Er wollte sprechen, und er wollte schreiben, aber es gelang ihm niemals, offen mit der Sprache herauszugehen. Es kam nicht weiter als bis zu verblümten Erklärungen, oder dazu, daß er sich scheinbar in halb angenommener lyrischer Leidenschaftlichkeit zu einem liebeswarmen Worte, zu schwärmerischen Wünschen hinreißen ließ. Aber trotzdem kam es doch allmählich zu einem Verhältnis zwischen ihnen, zu einem eigentümlichen Verhältnis, erzeugt aus der demütigen Liebe eines Jünglings, aus dem traumschwülen Verlangen eines Phantasten und dem Wunsche eines Weibes, in romantischer Unnahbarkeit begehrt zu werden. Und das Verhältnis zwischen ihnen ward zu einer Mythe, über deren Entstehung sie sich beide nicht klar waren, zu einer stillen, stubenluftbleichen Mythe von einer schönen Frau, die in ihrer frühesten Jugend einen von den Heroen des Geistes geliebt hatte, welcher von dannen gezogen war, um in einem fernen Lande zu sterben, vergessen und verlassen. Und die schöne Frau hatte trauernd lange Jahre dahin gelebt, aber niemand ahnte ihren Kummer, nur die Einsamkeit war heilig genug, ihr Leid zu schauen. Da kam ein Jüngling, der jenen Geisteshelden seinen Meister nannte, und der durchdrungen war von seinem Geiste, erfüllt von seinem Werke. Und er liebte das trauernde Weib. Ihr aber war es, als stiegen längst entschwundene, glückliche Tage aus ihrem Grabe, so daß sich alles seltsam süß verwirrte und Vergangenheit und Gegenwart zu einem silberverschleierten, dämmerigen Traumtage verschmolzen, und sie liebte den Jüngling halb um seiner selbst willen, halb als Schatten eines anderen, und sie gab ihm ihre halbe Seele völlig hin! Aber leise mußte er auftreten, damit der Traum nicht entfliehe, streng mußte er über seine heißen irdischen Wünsche wachen, damit sie nicht die süße Dämmerung verscheuchten und sie zu neuem Schmerz erwachte.

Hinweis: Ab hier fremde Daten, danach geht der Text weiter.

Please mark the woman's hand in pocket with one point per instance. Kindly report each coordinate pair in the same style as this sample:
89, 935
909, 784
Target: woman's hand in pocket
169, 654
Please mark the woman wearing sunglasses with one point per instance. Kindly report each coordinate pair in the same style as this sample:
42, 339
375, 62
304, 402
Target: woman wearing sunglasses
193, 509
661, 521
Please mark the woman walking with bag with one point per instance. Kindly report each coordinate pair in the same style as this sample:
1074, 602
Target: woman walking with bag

Allmählich aber gewann ihr Verhältnis unter dem Schutze dieser Mythe doch festere Formen. Sie sagten Du zueinander und nannten sich, wenn sie allein waren, bei ihren Vornamen – Niels und Tema –, und die Gegenwart der bleichen Nichte wurde so viel wie möglich beschränkt. Wohl versuchte Niels hin und wieder einmal die gezogenen Schranken zu durchbrechen, aber Frau Boye war ihm viel zu überlegen, um nicht mit Leichtigkeit diesen Empörungsversuch niederschlagen zu können, und bald ergab sich Niels wieder und fand sich von neuem für eine Weile in diese Liebesphantasie mit lebenden Bildern. Das Verhältnis versumpfte weder zu platonischer Fadheit, noch glitt es in der einförmigen Ruhe der Gewohnheit dahin. Und Ruhe war das, was ihm am wenigsten eigen war.